Not grammatical because it's a kind of klesi that has nothing to do
with sex; connecting the others to grammatical gender is a very
eurocentric thing. Most IE languages have masculine/feminine or
masculine/feminine/neuter. Dyirbal has masculine, feminine, vegetable,
and neuter, a system not entirely atypical for indigenous Australian
languages; calling "vegetable" a gender in the way that "male" and
"female" are is odd. Furthermore, neuter nouns in all of these
languages do not lack grammatical gender, though being neuter in
social gender means "none of the above." And that's not even getting
into languages like Dutch, which has two genders, neither of them
usefully describable as masculine or feminine. (They're common and
neuter, with the latter so called because it's derived from the
proto-Germanic neuter gender while common originates from a merger of
masculine and feminine. The result of this is that, synchronically,
there are two genders, neither of which has any clear-cut semantic
domain such that they can be described as relating in any way to
anything like social genders at all except for the fact that a
significant majority of things that have a social gender are common
regardless of what social gender that may be.)
- mi'e .kreig.daniyl.
On Mon, 2011-11-07 at 11:59 -0600, vitci'i wrote:
> One gismu for all of them, with a place to specify which one you're
> talking about.
>
> On 11/07/2011 11:35 AM, John E Clifford wrote:
> > Which "gender" should have a gismu? grammatical, phenotypic, social, cultural,
> > intentional, genetic, ...
> > 2011/11/7 John E Clifford <kali9...@yahoo.com>
> >
> > Gloryoski!

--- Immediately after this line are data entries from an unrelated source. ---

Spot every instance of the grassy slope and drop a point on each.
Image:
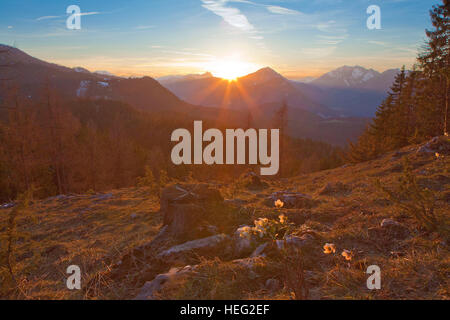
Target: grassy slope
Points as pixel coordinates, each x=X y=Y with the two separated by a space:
x=95 y=234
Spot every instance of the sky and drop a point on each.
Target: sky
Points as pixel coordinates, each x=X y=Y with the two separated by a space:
x=298 y=38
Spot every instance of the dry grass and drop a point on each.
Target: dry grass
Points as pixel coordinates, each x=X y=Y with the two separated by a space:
x=96 y=234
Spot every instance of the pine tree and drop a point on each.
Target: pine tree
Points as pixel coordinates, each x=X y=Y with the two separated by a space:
x=435 y=63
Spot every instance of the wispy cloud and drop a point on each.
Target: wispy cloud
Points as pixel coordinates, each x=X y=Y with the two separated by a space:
x=318 y=52
x=87 y=13
x=230 y=15
x=281 y=10
x=144 y=27
x=47 y=18
x=77 y=14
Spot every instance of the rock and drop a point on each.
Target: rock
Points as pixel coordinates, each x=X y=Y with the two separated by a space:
x=7 y=205
x=243 y=246
x=273 y=285
x=236 y=202
x=253 y=182
x=437 y=144
x=291 y=200
x=249 y=263
x=388 y=223
x=103 y=197
x=337 y=188
x=259 y=251
x=183 y=220
x=424 y=149
x=207 y=247
x=389 y=229
x=187 y=194
x=188 y=209
x=295 y=241
x=151 y=288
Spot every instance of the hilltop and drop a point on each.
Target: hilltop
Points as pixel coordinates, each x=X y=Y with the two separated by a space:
x=130 y=244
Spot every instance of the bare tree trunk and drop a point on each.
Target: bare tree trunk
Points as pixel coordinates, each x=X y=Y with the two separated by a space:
x=446 y=108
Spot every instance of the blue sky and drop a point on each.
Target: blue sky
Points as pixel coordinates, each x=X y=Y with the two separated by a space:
x=159 y=37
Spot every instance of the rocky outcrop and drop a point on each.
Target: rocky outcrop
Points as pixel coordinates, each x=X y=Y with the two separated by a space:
x=190 y=251
x=333 y=189
x=291 y=200
x=439 y=145
x=151 y=288
x=187 y=208
x=179 y=194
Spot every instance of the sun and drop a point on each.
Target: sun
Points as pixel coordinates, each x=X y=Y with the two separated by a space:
x=231 y=68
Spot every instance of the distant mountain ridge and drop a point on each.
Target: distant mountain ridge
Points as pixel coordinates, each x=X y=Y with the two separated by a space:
x=344 y=92
x=261 y=87
x=258 y=95
x=357 y=77
x=31 y=75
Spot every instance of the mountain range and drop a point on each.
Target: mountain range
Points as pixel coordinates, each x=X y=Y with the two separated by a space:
x=344 y=92
x=196 y=97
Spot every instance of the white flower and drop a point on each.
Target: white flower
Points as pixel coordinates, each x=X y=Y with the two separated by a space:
x=329 y=248
x=348 y=255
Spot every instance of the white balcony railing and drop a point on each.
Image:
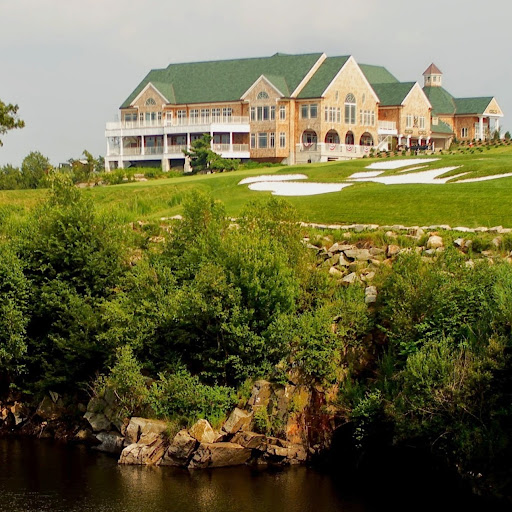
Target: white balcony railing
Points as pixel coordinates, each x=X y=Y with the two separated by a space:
x=131 y=151
x=387 y=127
x=228 y=148
x=181 y=121
x=175 y=149
x=154 y=150
x=326 y=149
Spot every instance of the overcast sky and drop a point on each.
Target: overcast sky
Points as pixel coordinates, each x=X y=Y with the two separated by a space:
x=69 y=64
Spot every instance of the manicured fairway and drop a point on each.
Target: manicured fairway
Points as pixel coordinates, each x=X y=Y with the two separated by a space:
x=481 y=203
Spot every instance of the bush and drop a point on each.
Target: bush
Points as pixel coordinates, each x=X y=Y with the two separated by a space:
x=181 y=395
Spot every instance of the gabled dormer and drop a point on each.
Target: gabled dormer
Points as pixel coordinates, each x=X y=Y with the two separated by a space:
x=433 y=76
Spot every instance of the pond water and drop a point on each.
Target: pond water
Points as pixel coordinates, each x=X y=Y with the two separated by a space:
x=45 y=476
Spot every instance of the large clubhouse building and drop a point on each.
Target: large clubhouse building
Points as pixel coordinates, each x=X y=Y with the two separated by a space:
x=290 y=109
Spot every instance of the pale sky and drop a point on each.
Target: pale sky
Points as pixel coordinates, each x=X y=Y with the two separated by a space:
x=69 y=64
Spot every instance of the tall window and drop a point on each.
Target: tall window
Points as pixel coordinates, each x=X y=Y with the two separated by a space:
x=309 y=111
x=215 y=115
x=350 y=109
x=181 y=115
x=194 y=116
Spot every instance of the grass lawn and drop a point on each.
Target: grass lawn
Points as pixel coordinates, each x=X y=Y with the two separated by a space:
x=483 y=203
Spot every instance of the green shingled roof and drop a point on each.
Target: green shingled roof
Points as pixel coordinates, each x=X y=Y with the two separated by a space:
x=442 y=101
x=472 y=105
x=323 y=77
x=441 y=127
x=225 y=80
x=392 y=93
x=377 y=74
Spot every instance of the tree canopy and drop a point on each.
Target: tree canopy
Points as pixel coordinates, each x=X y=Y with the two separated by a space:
x=202 y=157
x=9 y=119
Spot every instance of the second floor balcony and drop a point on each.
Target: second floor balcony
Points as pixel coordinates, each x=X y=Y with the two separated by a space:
x=387 y=128
x=175 y=151
x=178 y=125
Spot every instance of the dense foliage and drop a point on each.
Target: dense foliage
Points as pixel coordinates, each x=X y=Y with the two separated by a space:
x=9 y=119
x=175 y=324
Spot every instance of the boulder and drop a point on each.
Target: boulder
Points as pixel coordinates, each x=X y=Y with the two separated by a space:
x=98 y=421
x=296 y=454
x=370 y=294
x=146 y=452
x=203 y=432
x=260 y=395
x=139 y=428
x=250 y=440
x=358 y=254
x=342 y=261
x=179 y=453
x=216 y=455
x=434 y=242
x=392 y=250
x=85 y=436
x=49 y=410
x=110 y=442
x=20 y=413
x=238 y=420
x=351 y=278
x=96 y=405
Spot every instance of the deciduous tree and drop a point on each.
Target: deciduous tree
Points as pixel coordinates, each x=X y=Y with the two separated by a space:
x=9 y=119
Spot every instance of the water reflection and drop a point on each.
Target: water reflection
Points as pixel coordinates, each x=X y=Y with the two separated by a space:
x=40 y=476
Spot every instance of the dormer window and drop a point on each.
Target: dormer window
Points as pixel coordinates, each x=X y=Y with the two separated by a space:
x=350 y=109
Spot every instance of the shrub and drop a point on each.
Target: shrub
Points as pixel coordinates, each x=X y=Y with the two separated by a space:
x=179 y=394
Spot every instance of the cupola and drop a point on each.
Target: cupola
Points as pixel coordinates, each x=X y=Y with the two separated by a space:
x=433 y=76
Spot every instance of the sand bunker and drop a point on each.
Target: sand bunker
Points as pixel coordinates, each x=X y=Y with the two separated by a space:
x=297 y=189
x=283 y=185
x=273 y=177
x=364 y=174
x=396 y=164
x=424 y=178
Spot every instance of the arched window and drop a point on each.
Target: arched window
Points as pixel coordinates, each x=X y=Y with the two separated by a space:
x=350 y=109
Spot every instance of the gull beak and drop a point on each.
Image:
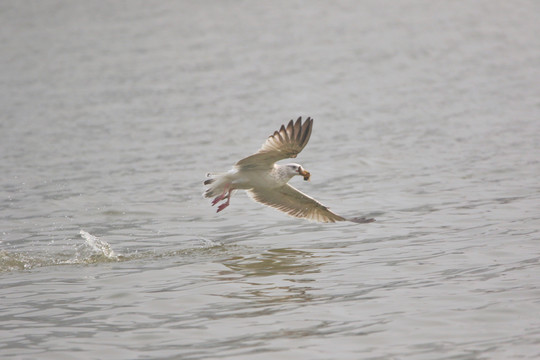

Why should Lojban be able to sort out things that the experts in the
> > field can't yet get straight? Grammatical gender is defined by concordance and
> > has, in a few languages, some more than casual relation to some physical
> > features of the referents. Other languages have derivational devices (other
> > than concordance) to signal (somewhat more regularly) such physical features
> > (along with others, e.g., size, age). Still others basically don't notice. As
> > for the features involved, the range is enormous. And when you throw in genetic
> > data or cultural norms or internal intentions, you pass well beyond what
> > languages manage to deal with comfortably (or even uncomfortably).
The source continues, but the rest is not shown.